Storie Italiane è tra i programmi mattutini più visti in tv

Tra i programmi più visti del palinsesto Rai, nella fascia mattutina, c'è senza dubbio "Storie Italiane", la trasmissione della rete ammiraglia del servizio pubblico che tutti i giorni, escluso il fine settimana, va in onda dalle 9.50 fino alle 12.30. In queste ultime settimane l'orario di messa in onda è stato addirittura prolungato alle 13.30, precedendo l'edizione del Tg, sintomo di quanto il programma sia seguito e apprezzato, come afferma anche la conduttrice:

Lo sto capendo anche dai dati di ascolto di Storie italiane: abbiamo toccato picchi da 2 milioni di telespettatori. Sento che la gente ci segue perché ha un grande bisogno di essere informata e rassicurata. Ricevo una miriade di messaggi dai nostri telespettatori, sento l’affetto e la vicinanza che hanno nei miei confronti, così come avverto anche dallo studio di Saxa Rubra, le paure, le angosce collettive… Siamo tutti molto provati dalla situazione assurda che stiamo vivendo

Continua a lavorare anche se è in dolce attesa

In un momento in cui tutta l'Italia è a rischio, l'idea che un personaggio così in vista come la Daniele, attualmente in stato interessante è stata oggetto di preoccupazione di molti ascoltatori che non hanno esitato a scrivere alla ex protagonista del Grande Fratello, per avere sue notizie: "Mi scrivono in molti si preoccupano per le mie condizioni di salute, ma li rassicuro, è scientificamente provato che nel caso del virus non c’è trasmissione verticale da mamma a figlio.

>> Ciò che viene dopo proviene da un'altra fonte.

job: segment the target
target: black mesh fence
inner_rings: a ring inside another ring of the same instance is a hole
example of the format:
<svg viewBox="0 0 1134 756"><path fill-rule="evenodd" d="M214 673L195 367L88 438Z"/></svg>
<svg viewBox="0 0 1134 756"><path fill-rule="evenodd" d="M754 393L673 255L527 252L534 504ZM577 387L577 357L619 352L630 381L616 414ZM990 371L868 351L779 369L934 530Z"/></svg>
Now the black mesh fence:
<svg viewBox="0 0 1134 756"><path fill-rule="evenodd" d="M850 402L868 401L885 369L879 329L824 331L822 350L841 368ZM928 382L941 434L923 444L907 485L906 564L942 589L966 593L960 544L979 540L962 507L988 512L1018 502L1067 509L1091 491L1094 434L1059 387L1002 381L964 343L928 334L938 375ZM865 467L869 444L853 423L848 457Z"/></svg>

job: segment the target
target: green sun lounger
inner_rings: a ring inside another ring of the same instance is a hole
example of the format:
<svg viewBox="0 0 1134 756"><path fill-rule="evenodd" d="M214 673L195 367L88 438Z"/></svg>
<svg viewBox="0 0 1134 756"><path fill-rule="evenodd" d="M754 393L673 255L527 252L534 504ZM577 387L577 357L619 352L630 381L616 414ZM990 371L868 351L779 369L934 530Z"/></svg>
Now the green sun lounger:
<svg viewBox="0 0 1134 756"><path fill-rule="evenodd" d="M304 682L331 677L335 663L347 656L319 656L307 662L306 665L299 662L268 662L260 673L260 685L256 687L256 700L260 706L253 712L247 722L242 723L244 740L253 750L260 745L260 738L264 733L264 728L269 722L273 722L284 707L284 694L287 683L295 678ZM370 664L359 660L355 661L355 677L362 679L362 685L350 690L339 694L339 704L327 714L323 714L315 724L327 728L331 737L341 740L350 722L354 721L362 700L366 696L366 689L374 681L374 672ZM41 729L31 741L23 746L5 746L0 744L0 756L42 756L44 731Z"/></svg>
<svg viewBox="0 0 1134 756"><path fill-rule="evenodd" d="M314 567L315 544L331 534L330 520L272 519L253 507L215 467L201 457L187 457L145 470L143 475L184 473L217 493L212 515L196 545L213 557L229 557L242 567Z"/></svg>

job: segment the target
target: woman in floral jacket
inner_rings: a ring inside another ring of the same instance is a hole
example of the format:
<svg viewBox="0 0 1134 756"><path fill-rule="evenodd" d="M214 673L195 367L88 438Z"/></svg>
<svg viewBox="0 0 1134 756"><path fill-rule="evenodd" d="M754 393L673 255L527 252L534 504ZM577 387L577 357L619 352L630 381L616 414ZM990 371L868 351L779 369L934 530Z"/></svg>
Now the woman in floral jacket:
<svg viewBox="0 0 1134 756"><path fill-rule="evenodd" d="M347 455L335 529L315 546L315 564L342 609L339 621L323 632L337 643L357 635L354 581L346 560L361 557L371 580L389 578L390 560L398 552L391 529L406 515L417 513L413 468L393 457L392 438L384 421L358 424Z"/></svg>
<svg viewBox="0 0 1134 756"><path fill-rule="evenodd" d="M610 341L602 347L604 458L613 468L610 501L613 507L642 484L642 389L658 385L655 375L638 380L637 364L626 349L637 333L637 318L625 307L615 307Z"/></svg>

E poi la Rai ha approntato tutte le misure di sicurezza necessarie. Ormai sono isolata, sia nel lavoro che nella vita. Questo è il mio mestiere, la mia passione. E come giornalista, avverto ancora di più l’importanza di adempiere al mio dovere di fare servizio pubblico: raccontare al Paese cosa sta accadendo, stare vicina alla gente e dirgli che non l’abbandoniamo mai. "

La famiglia di Eleonoara Daniele è in Veneto

Ma il lavoro non mette a tacere le preoccupazioni che nascono dall'avere una famiglia lontana, impossibile da raggiungere in seguito alle restrizioni imposte dal governo per evitare il contagio, ma la determinazione e la necessità di sorridere per non abbandonare il pubblico sono fondamentali:

Sorridere alla vita e al pubblico è un altro dovere di chi va in video, specie adesso. Non nascondo che sono preoccupata, mia madre è a Padova e il Veneto, la mia terra, è la seconda regione più colpita dal coronavirus. Mia sorella lavora lì, in ospedale, ed è in prima linea come tanti medici che stanno facendo di tutto per salvare le tante persone che vengono ricoverate. Sono vicinissima a tutte quelle famiglie che soffrono e che hanno perso un proprio caro. Non possiamo rinunciare all’intrattenimento, dobbiamo accompagnare il pubblico fuori da questo tunnel di dolore e farlo con la giusta delicatezza, teneramente.